Business / Companies

Xinjiang to be at the heart of reforms of major State-owned energy firms

By Du Juan and Cui Jia (China Daily) Updated: 2015-03-17 08:09

Xinjiang to be at the heart of reforms of major State-owned energy firms

An employee of a subsidiary of CNPC's oilfield operations in the Xinjiang Uygur autonomous region inspects pumping equipment. CNPC will make available a 49 percent stake in its oilfields in Xinjiang to other investors. [Zhang Yuwei / Xinhua]

The resource-rich Xinjiang Uygur autonomous region in western China will become the center of State-owned energy companies' reform this year with the launch of a pilot project by the country's biggest oil and gas producer in the area.

China National Petroleum Corporation will make available a 49 percent stake in its oilfields in Xinjiang to other investors, including private companies, said Xie Wenyan, general manager of Tarim Oilfield Company of PetroChina Co, the listed arm of CNPC.

He said that Tarim Oilfield Co has achieved an initial agreement with Xinjiang Energy Co and Aksu prefecture government to co-develop the Tarim oilfield.

Once the cooperation starts, it will mark the beginning of mixed-ownership reform in the upstream oil exploration business, which has long been dominated by State-owned enterprises.

The Tarim oilfield is the third-largest oilfield under CNPC, with a total oil and gas output of 24.67 million metric tons in 2014.

In Xinjiang, CNPC owns other two oilfields - Karamay and Turfan-Hami - and the company will seek local government capital and private investors to jointly develop them.

"CNPC welcomes private investors to participate in its oil exploration sector. However, since this industry has a high investment threshold and strict requirements for technology, management and capital, it is still very cautious about cooperation," Xie said.

The safety and environmental protection standards for oil exploration in Tarim are high because of the geological conditions, said Xie, explaining that this is due to the oil formations being buried deeply in the area.

Private companies usually have high expectations of investment returns from oil blocks owned by national oil companies once they have opened the resources.

However, many private investors are hesitant at the moment as the global crude price remains quite low and a huge scale of investment is required to invest in such a high-risk industry, Xie said.

"We have been discussing mixed-ownership reform in Xinjiang for some time, but it still needs time to make real progress," he said.

Liu Yijun, a professor at China Petroleum University, said CNPC's reform in Xinjiang would bring real benefits to the local population.

He added that it is not the first time that CNPC has opened its assets to private investors in Xinjiang.
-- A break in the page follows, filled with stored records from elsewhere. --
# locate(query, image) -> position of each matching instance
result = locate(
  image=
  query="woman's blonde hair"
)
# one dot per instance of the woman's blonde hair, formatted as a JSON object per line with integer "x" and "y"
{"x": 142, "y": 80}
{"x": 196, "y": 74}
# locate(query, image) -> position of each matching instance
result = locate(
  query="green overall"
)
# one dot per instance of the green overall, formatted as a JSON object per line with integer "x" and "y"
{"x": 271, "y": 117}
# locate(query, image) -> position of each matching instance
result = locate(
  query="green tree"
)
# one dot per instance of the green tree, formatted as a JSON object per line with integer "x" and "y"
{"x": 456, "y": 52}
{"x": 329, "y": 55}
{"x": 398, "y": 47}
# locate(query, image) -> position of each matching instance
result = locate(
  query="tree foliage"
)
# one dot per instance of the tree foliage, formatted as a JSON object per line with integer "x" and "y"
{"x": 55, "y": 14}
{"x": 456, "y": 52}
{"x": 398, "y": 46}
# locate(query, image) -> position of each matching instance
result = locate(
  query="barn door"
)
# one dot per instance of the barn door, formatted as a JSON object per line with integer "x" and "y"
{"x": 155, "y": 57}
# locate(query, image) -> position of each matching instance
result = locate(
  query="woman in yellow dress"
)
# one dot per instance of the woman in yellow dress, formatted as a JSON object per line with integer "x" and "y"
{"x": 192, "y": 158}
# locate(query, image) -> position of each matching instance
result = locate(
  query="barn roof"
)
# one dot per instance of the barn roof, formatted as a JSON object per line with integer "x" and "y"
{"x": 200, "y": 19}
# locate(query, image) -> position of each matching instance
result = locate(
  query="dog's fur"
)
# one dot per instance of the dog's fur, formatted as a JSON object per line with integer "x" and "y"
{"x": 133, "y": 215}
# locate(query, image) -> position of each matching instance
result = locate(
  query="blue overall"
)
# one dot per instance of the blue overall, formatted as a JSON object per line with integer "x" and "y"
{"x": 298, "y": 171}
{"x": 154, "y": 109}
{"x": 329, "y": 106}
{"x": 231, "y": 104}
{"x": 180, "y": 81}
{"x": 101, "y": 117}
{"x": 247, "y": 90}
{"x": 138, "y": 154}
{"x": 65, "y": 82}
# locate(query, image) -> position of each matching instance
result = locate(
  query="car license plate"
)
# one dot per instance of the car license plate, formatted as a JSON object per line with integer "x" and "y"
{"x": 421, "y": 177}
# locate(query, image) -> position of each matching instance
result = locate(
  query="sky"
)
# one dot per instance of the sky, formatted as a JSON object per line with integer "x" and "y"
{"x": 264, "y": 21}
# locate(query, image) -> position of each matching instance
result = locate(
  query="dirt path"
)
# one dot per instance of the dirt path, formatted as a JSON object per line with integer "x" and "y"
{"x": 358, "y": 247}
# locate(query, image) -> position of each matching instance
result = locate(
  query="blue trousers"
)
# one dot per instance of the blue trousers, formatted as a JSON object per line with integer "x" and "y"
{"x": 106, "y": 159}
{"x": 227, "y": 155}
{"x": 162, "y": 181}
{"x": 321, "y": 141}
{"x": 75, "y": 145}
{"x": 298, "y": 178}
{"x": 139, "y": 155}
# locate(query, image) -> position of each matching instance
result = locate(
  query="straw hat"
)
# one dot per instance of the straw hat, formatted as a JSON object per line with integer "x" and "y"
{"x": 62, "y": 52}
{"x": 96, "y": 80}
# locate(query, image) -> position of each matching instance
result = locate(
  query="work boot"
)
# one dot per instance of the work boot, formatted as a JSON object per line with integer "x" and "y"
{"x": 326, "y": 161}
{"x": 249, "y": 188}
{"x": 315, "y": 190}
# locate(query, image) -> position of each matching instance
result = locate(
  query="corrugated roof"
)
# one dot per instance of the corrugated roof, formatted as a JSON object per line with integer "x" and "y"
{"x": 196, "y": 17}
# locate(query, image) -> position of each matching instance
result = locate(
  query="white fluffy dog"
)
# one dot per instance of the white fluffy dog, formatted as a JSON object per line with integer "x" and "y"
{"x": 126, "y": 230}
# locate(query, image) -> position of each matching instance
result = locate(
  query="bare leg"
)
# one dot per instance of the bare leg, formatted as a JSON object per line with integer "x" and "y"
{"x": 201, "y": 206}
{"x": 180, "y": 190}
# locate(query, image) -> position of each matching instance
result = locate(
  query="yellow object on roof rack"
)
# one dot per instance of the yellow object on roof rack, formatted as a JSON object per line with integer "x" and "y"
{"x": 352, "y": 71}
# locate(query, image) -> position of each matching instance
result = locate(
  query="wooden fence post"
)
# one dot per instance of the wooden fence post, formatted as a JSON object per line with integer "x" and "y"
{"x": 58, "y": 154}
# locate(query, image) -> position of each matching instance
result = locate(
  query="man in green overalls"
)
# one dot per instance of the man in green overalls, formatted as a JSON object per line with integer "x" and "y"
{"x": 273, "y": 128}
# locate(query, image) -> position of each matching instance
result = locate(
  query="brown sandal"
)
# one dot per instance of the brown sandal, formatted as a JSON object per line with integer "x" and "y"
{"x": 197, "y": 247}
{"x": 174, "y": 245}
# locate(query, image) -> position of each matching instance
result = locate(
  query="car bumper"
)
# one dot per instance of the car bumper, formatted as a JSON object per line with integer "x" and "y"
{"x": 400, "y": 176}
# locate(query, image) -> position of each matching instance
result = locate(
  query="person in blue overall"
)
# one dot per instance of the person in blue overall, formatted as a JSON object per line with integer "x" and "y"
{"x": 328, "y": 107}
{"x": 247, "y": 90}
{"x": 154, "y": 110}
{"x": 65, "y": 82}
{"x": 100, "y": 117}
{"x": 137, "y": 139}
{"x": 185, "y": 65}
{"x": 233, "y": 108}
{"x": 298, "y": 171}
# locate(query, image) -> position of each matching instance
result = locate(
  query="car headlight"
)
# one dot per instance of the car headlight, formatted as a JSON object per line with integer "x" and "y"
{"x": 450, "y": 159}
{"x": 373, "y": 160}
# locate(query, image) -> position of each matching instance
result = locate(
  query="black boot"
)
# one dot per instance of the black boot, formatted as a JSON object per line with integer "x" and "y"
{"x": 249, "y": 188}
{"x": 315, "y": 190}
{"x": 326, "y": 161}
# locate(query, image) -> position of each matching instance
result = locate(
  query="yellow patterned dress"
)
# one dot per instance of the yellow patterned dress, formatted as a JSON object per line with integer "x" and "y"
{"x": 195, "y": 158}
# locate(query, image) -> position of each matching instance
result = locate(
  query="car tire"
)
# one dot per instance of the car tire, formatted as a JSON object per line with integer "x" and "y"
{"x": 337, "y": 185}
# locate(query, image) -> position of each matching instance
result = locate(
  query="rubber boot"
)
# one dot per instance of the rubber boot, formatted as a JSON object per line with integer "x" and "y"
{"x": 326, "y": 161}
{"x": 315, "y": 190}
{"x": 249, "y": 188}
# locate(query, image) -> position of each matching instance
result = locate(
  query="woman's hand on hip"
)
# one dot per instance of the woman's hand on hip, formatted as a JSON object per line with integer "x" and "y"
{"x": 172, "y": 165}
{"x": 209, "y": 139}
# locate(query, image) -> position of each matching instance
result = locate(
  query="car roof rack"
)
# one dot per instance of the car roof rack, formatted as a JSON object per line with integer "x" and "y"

Last May, PetroChina said it would transfer the assets of its First and Second West-East Gas Pipelines to a new subsidiary, PetroChina Eastern Pipelines Co.
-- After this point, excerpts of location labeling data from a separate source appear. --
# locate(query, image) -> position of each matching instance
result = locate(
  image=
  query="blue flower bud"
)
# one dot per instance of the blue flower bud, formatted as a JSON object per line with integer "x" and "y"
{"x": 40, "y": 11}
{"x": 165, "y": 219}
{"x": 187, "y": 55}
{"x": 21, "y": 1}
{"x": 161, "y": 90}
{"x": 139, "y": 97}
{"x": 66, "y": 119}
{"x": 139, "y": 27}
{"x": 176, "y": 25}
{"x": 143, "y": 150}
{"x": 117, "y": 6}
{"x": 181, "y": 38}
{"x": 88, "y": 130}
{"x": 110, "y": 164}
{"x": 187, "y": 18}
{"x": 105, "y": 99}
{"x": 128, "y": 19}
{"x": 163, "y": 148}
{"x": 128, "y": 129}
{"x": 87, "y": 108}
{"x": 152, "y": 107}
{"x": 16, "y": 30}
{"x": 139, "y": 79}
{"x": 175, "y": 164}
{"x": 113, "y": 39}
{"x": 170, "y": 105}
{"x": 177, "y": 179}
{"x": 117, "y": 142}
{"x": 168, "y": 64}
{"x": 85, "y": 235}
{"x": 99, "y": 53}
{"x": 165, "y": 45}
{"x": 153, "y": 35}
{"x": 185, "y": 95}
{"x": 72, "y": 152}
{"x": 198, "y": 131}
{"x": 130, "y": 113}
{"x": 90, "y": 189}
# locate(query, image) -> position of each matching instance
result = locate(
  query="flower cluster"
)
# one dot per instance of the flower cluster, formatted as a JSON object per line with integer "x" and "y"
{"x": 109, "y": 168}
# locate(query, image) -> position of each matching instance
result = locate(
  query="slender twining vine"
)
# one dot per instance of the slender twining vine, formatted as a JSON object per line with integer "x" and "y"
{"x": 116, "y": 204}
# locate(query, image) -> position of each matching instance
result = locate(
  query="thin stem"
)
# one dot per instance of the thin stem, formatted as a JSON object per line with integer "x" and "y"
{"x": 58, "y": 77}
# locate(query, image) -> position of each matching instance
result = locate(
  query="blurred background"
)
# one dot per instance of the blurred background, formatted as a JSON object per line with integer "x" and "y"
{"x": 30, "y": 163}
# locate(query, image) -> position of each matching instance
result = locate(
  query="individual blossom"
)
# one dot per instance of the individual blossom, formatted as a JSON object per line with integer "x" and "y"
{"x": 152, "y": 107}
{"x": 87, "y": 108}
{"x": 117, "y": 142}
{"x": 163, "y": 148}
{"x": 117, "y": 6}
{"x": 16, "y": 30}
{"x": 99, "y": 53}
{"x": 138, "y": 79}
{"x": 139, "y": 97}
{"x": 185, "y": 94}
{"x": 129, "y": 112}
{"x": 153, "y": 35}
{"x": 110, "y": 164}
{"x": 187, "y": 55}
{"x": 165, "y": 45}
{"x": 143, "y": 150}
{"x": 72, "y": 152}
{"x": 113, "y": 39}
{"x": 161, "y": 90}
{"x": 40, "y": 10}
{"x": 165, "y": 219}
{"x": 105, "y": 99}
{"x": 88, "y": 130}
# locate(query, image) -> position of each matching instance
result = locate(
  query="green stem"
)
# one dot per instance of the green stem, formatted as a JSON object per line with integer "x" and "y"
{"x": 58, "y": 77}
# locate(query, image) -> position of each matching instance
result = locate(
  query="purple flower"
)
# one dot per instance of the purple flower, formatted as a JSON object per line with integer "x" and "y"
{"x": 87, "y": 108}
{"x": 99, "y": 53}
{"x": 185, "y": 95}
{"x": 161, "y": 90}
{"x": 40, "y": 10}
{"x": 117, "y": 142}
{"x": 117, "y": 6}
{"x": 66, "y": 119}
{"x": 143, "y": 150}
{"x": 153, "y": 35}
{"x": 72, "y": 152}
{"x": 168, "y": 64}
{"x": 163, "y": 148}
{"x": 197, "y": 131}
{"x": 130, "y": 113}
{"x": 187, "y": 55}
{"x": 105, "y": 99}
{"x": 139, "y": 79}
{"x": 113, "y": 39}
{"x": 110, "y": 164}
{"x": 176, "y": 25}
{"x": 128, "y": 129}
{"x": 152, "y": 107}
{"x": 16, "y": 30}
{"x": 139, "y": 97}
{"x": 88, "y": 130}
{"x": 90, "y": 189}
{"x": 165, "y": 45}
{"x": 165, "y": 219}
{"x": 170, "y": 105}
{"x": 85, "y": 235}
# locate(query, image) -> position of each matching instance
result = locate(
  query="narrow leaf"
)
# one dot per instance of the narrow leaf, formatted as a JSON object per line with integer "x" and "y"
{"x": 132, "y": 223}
All of the assets of the new company - worth 82 billion yuan ($13.14 billion) - will then be sold by public tender on an asset exchange on the Chinese mainland.

The pipeline network delivers natural gas to China's eastern cities from Central Asia and Xinjiang.

Lin Boqiang, director of the China Center for Energy Economics Research at Xiamen University, said the move was an indication that China is taking concrete steps to break the monopoly in the energy sector.

However, little has happened since CNPC made its initial announcement about the pipelines almost a year ago, apart from CNPC Chairman Zhou Jiping stating in June that the company would open its oil and gas pipeline facilities to third-party use.